Relationships in the Ecosystem

  • Predation predator hunts and consumes prey
  • Competition two or more organisms of same/different species compete for basic needs

Types of Competition

  • Apparent : indirect, competing organisms have same predator
  • Interspecific: competition two different species.
  • Intraspecific: competition two same species.

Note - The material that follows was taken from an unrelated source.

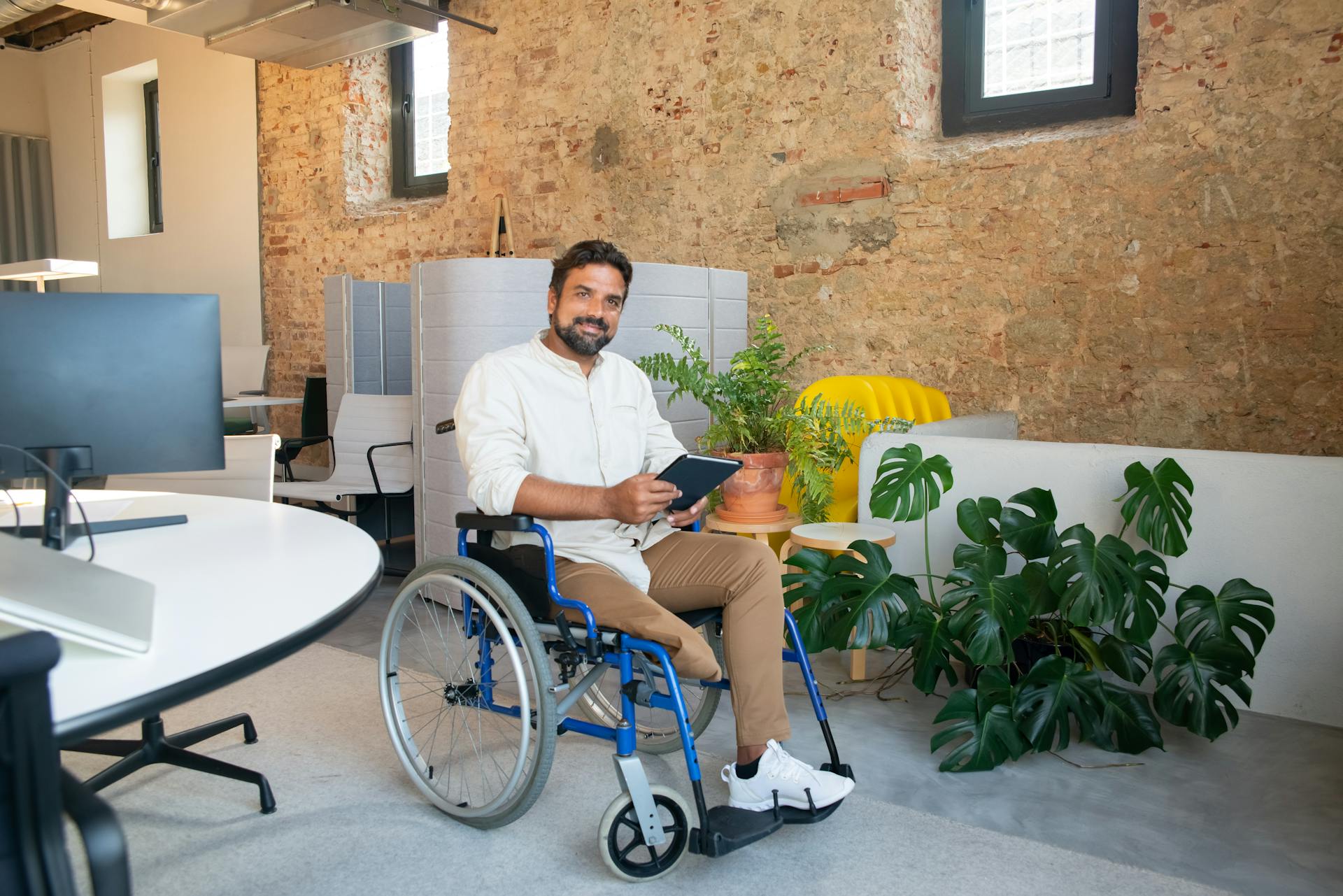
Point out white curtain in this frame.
[0,134,58,292]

Relationships in ecosystem

  • Mutualism (+/+) is a cooperative partnership between two species where both benefit.
  • Commensalism (+/-) is where one species benefits and the other is unaffected.
  • Parasitism (+/x) is where a parasite feeds on a host without immediately killing it.

Environmental Laws

  • R.A No. 9147, the Wildlife Resources Conservation & Protection Act, conserves and protects wildlife species and habitats and promotes ecological balance and biological diversity.
  • R.A No. 9003, the Ecological Solid Waste Management Act. 2000, addresses solid waste problems and promotes segregation, recycling, and waste reduction practices.
  • R.A Philippine Clean Air Act. 1999, protects & enhance air quality prompting sustainable development.

Biogeochemical Cycle

  • Biogeochemical cycles are the movement of elements and compounds among the lithosphere, organisms, atmosphere, and hydrosphere; human activities can affect these cycles.
  • Biosphere is Global ecosystem made up of Biota: Living organisms & Abiota: non living things

Spheres

  • Lithosphere is the solid outer part of Earth, including the brittle portion of the mantle and the crust.
  • Hydrosphere is the total amount of water on a planet, including water on the surface, underground, and in the air.
  • Atmosphere is a mixture of gases surrounding the Earth that provide air to breathe and shields from UV radiation from the sun.

Cycles in Nature

  • Water and minerals are recycled and reused by moving from the nonliving portion of the environment into living things and back.

Cycles

  • Water cycle
  • Carbon cycle
  • Oxygen cycle
  • Nitrogen cycle
  • Phosphorus cycle

Water Cycle

  • The water cycle is the continuous movement of water on the earth and in the atmosphere.
  • Evaporation is the change from liquid water to gaseous water vapor.
  • Condensation is the change from water vapor to liquid water.
  • Precipitation forms in clouds as water vapor condenses into bigger droplets of water.
  • Collection is when rain falls from clouds.

Carbon Cycle

  • The carbon cycle illustrates how carbon flows between reservoirs in exchange.
  • Carbon enters the atmosphere as CO2 is absorbed by autotrophs and consumes by animals.
  • When animals and plants die and decompose, carbon is reabsorbed.

Oxygen Cycle

  • The oxygen cycle involves the movement of free oxygen.
  • Plants release oxygen during photosynthesis.
  • Aerobic organisms respire oxygen.
  • Animals exhale carbon used by plants for photosynthesis.

Nitrogen Cycle

  • The nitrogen cycle converts nitrogen into many forms, passing through atmosphere, soil, organisms, and back to the atmosphere.
  • Fixation converts nitrogen into forms that plants can absorb.
  • Mineralization is when microbes decompose organic N from manure, organic matter, and crop residues to ammonium.
  • Nitrification is carried out by specialized bacteria.
  • Immobilization is when nitrate and ammonium are taken up by soil organisms, becoming unavailable to crops.
  • Denitrification is when soil-dwelling denitrifying bacteria convert nitrates into nitrogen gas.

Phosphorus Cycle

  • The phosphorus cycle involves the transformation and translocation of phosphorus in soil, water, and living or dead organic material.
  • In the open cycle, phosphorus is carried through weathering or erosion to oceans from lands.
  • Phosphate salts dissolved in water are absorbed by plants.
  • Animals absorb phosphorus from plants or by consuming herbivores.
  • Decomposers decompose, returning phosphorus needed by organisms.